You’re going to hear it said that anger is just “sadness’s bodyguard”— but I don’t believe that.
I believe that anger, while it frequently occurs alongside sadness, is its own thing— as real and valid and independent as any experience, emotional or otherwise.
Remember that anger evolved for a reason.
The cave-people who could get angry when other cave-people tried to encroach upon their territory and steal their mates and wooly mammoths and stuff, had a survival advantage over those cave-people who couldn’t.
Anger, evolutionarily speaking, gives us a rush of focus and energy to defend our territory.
Anger is important. Anger is valid. Anger matters.
It it sometimes the case that our anger in a specific situation is actually about a different situation, maybe from the past? Sure— but that doesn’t make it invalid.
The worst thing we can do for and with our anger is to dismiss it as nothing more than the “bodyguard” of another feeling.
Anger, properly understood and responsibly managed, can be one of our most important trauma recovery tools.
Of course, denied, disowned, misunderstood, and mismanaged, our anger can be as destructive to us as our abusers’ anger was back then.
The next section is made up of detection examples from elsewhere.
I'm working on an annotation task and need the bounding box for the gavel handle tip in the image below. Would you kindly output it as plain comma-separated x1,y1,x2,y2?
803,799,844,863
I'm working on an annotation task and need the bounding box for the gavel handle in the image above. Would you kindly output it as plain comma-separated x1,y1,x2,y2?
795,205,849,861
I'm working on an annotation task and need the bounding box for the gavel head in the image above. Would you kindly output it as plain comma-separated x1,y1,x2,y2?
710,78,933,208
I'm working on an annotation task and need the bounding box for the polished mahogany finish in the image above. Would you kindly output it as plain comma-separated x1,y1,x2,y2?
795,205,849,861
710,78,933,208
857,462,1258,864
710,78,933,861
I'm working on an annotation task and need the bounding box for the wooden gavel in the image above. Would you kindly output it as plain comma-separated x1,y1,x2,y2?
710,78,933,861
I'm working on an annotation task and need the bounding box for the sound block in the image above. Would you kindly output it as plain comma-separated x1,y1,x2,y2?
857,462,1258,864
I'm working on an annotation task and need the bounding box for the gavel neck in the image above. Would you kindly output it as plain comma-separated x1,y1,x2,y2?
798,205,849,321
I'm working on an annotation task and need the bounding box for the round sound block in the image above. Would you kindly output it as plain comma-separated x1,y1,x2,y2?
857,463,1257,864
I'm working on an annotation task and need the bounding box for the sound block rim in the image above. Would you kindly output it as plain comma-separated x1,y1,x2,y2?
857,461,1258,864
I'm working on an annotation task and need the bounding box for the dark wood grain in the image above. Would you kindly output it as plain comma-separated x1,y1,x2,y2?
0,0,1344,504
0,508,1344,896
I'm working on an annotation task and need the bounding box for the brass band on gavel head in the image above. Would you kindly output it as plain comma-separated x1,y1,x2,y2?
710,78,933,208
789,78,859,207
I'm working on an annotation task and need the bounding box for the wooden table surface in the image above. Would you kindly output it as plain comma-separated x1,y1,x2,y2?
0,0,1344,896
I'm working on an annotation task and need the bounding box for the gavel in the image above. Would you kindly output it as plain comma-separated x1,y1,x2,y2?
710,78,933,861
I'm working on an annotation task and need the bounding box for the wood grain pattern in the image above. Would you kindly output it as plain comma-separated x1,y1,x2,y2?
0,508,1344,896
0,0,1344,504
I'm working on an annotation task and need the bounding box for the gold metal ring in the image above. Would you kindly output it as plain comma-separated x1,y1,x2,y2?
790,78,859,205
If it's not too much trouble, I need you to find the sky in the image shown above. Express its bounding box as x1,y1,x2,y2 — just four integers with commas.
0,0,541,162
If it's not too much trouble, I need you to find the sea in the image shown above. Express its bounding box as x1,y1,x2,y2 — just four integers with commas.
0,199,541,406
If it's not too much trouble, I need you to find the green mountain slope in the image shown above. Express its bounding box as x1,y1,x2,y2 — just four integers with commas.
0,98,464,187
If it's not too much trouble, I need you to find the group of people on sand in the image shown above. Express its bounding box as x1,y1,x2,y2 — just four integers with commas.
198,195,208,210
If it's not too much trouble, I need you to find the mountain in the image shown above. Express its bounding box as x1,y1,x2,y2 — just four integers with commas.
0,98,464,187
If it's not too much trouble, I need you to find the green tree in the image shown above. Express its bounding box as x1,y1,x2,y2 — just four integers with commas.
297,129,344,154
That’s why it’s so important that we take time to understand, validate, and manage our anger— precisely so we DON’T become our abusers in how we react (instead of respond) to our anger.
Sometimes I get sh*t for being pro-anger— but I don’t know what to tell you. Anger is as important and valid as anything else we can experience.
Meeting our anger with denial or shame is psychologically and even physically harmful to us.
I recommend meeting anger just like we meet anything and everything else in trauma recovery: with compassion, patience, realism, and respect.
Experiencing anger doesn’t make you an “angry person.”
But denying and disowning your anger probably will.